Wednesday, September 10, 2014

Before Our Loss- Our Story (Part 1)

It was 6:00 am. Nausea woke me up for the second day in a row. I had a test hidden in the back of the cabinet in the bathroom. (It was hidden because Sam didn't like it when I put myself through the heartache of taking a test and seeing a negative month after month for 4 years.) Everyone was asleep so I thought I would take the test, see a negative, take it out the trash outside and no one would ever know I once again put myself through this kind of torture. I laid the test on the counter and thought, "You're so stupid! Why are you even doing this? You know what it's going to be." I sat on the toilet and waited. I saw one line come up showing the test was working. I look back seconds later and see another line. I was in shock. Could this really be? I ran in and woke up Sam. I don't think he realized what I was saying, especially through the tears. He told me to go to CVS and get more tests. I took 2  more over the next 2 hours. 
All positive. 

We were pregnant. 
We finally got our little miracle. 
We were so happy. 
In an instant this baby restored joy and hope into our lives.


2 comments:

April and Jason said...

Your blog popped up on the news-feed of my blog, and I was excited to see you back here.
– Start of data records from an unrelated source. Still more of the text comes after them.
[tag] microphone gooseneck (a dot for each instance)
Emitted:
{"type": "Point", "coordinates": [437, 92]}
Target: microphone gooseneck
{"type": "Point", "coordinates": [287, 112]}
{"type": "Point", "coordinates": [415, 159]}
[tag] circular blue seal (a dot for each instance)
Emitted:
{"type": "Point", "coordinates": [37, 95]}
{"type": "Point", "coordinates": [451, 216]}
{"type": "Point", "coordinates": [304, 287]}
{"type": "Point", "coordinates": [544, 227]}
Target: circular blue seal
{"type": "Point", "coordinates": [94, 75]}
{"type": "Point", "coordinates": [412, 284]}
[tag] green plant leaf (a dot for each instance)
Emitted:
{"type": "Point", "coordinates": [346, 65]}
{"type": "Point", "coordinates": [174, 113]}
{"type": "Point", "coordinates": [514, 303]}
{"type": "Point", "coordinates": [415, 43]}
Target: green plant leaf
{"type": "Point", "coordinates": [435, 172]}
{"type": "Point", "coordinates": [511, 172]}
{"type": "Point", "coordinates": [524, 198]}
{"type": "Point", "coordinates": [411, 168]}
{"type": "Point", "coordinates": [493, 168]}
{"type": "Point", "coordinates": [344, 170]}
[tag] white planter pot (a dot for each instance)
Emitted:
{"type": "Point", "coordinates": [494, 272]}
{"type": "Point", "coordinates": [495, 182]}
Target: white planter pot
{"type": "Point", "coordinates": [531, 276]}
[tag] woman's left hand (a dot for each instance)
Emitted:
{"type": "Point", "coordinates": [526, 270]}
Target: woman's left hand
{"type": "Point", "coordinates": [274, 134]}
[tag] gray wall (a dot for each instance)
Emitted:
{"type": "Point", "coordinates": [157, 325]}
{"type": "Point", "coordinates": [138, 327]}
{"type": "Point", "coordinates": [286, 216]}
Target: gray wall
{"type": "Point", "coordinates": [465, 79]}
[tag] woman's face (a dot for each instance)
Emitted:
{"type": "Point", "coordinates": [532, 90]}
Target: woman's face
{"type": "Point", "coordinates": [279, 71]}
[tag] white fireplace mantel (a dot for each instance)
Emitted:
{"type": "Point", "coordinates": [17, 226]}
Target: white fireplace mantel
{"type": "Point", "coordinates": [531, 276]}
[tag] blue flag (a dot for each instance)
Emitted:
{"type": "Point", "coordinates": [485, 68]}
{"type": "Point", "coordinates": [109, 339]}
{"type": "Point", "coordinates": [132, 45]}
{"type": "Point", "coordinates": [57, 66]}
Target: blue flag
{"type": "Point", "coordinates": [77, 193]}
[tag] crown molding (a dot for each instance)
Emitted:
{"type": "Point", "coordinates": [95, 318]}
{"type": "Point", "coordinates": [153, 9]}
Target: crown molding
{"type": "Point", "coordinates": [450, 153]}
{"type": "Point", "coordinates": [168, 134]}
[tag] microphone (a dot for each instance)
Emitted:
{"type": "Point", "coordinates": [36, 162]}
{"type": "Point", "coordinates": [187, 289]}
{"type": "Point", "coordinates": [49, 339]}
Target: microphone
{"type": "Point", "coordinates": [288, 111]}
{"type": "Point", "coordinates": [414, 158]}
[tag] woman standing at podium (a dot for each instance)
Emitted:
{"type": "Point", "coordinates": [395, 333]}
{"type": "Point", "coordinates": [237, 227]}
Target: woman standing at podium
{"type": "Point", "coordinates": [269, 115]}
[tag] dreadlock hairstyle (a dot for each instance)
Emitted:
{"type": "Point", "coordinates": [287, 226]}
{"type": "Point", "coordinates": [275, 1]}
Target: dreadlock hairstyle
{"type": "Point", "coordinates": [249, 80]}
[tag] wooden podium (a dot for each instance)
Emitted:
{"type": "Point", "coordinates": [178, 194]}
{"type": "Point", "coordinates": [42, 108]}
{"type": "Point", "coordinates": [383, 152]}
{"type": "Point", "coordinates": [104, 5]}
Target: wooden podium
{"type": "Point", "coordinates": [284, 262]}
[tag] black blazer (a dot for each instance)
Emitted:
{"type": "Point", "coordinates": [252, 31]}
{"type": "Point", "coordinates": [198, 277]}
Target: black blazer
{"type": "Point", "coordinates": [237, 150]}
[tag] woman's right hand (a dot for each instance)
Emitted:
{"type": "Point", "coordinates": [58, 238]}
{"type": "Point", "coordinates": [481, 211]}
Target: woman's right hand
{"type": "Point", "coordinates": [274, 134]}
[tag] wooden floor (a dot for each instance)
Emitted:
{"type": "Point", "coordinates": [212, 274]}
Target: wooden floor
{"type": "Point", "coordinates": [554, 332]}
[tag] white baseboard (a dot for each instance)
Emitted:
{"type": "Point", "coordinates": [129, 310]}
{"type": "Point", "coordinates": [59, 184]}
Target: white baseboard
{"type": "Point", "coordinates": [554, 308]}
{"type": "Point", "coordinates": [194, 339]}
I would like to tell you congrats, but from the title of this post, I'm afraid of what you are going to write next. I'm happy for you that you were able to get pregnant, but the "loss" part has me worried. You are always in my prayers dear friend, and I hope only the best for you. I miss your blogs, and I hope you will write more often!

Kris and Megan said...

No no no :( Please not another loss for you. I'm so sorry Megan!!!! You are in my prayers!